Retail price increases will be halted, but this will not lead to significant price reductions.
However, first and foremost, the government is monitoring retail prices. At gas stations, the average cost of gasoline has increased by 2.77% since the end of last year. The growth rate has effectively caught up with the national average inflation rate, which reached 2.78% by March 23.
Experts interviewed by RG believe that the reaction to the export ban will be unequivocal. Exchange prices will slow down their growth and may even decrease. Retail price increases will pause, but not lead to significant reductions. Their dynamics will align with inflation, but not more than that. However, the end of summer and autumn lie ahead, when prices typically rise significantly faster than in spring.
The export ban leaves the producer with no choice in whom to sell their goods. Earlier, there was an external market with higher prices and a domestic market with lower prices, but now there is no choice. Moreover, the external market is closed, meaning that all volumes intended for it remain within the country—supply exceeds demand. Therefore, producers are left with no option but to lower prices, albeit temporarily.
In a conversation with RG, Yuri Stankevich, Deputy Chairman of the State Duma Energy Committee, noted that the export ban is a rapid response tool that can temporarily stabilize the market but does not address structural problems. For consumers, it means a pause in price increases, rather than a noticeable decrease. For the industry, it is yet another factor of uncertainty.
Everything has changed—from supply directions to geopolitics. According to Dmitry Gusev, Deputy Chairman of the Supervisory Board of the "Reliable Partner" Association and member of the Expert Council of the "Gas Stations of Russia" competition, a full export ban is a necessary measure from a market stabilization perspective, but strategically incorrect. Instead of stimulating oil refining and creating conditions for oil companies to increase the depth and volume of processing, we are closing exports. We are becoming unreliable suppliers of petroleum products on external markets. Given the established prices, we are not earning from petroleum products, though we could. We are forced to rely solely on crude oil for earnings.
As noted by Managing Partner of NEFT Research Sergey Frolov, given the unpredictable situation with potential unscheduled refinery shutdowns, a lack of substantial gasoline production reserves, and seasonal demand growth, the export ban will only slow down price increases.
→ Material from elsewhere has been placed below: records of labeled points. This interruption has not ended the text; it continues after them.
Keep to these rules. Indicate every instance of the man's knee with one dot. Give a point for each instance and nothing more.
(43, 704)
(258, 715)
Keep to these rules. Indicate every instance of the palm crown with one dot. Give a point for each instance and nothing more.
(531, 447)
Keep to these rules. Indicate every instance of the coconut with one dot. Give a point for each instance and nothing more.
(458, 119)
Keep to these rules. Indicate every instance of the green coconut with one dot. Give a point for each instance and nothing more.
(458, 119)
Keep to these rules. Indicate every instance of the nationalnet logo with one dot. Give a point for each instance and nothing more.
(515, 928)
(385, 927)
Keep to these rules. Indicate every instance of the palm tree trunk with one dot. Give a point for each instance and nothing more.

There is no reason to expect significant reductions. This applies to both wholesale and retail.
The fact is that, from a profit perspective, most large refineries in our country have not focused on the domestic market but rather on exports. This is simply because half of the oil and petroleum products produced in our country are exported. It is much more profitable to export processed products with added value than raw materials. This perspective has been encouraged by the state's fiscal policy. The large tax maneuver (BTM) reduced the export duty on oil and light petroleum products (gasoline, diesel, jet fuel) to zero (ending in 2024) but increased fees on gross oil extraction. This means that oil is extracted, taxed, and added value is generated through the production of gasoline and diesel intended for export.
It is possible to manage the periodic fuel crises within the country with export bans, but the only way to "cure" them is by increasing gasoline and diesel production. When these resources are sufficient for both the international and domestic markets, especially since the resources are available. However, no investor will invest in building a new refinery, knowing that their market, i.e., profit realization, could be blocked at any moment.
As Frolov points out, since the beginning of the tax maneuver, investments in oil refining have been unattractive, and in conditions of manual management and unpredictable geopolitical factors, the investment attractiveness of oil refining has fallen into negative territory.
Oil refining is a capital-intensive business with a long investment cycle, Stankevich emphasizes. The industry is extremely interested in predictable export and tax policies, stable margins, and uninterrupted transport infrastructure operation. When the export window is periodically closed, particularly during favorable external conditions, companies lose profits, which inevitably reduces investment profitability in modernizing refineries and recovering from continuous drone attacks, he believes.
In the short term, bans even demotivate increasing fuel output when internal prices become less attractive than export alternatives. In the long term, increasing processing is achieved not by bans but through technological modernization, tax incentives, stable export supplies, and the development of domestic demand, Stankevich asserts.
According to Sergey Tereshkin, General Director of Open Oil Market, the industry as a whole needs new solutions to boost the profitability of oil refining and thereby reduce price pressure. As an option, the federal component of excise taxes could be reduced: currently, 74.9% of gasoline and diesel excise tax revenues go to regional budgets, while 25.1% goes to federal. A reduction of excises by a quarter would improve the economics of oil refining. Regarding investment prospects in the sector, guarantees for the safety of fuel infrastructure and the lifting of external restrictions on importing equipment for refineries are crucial. Without these, it will be challenging for companies to steadily increase fuel output, and for regulators to ensure price stability.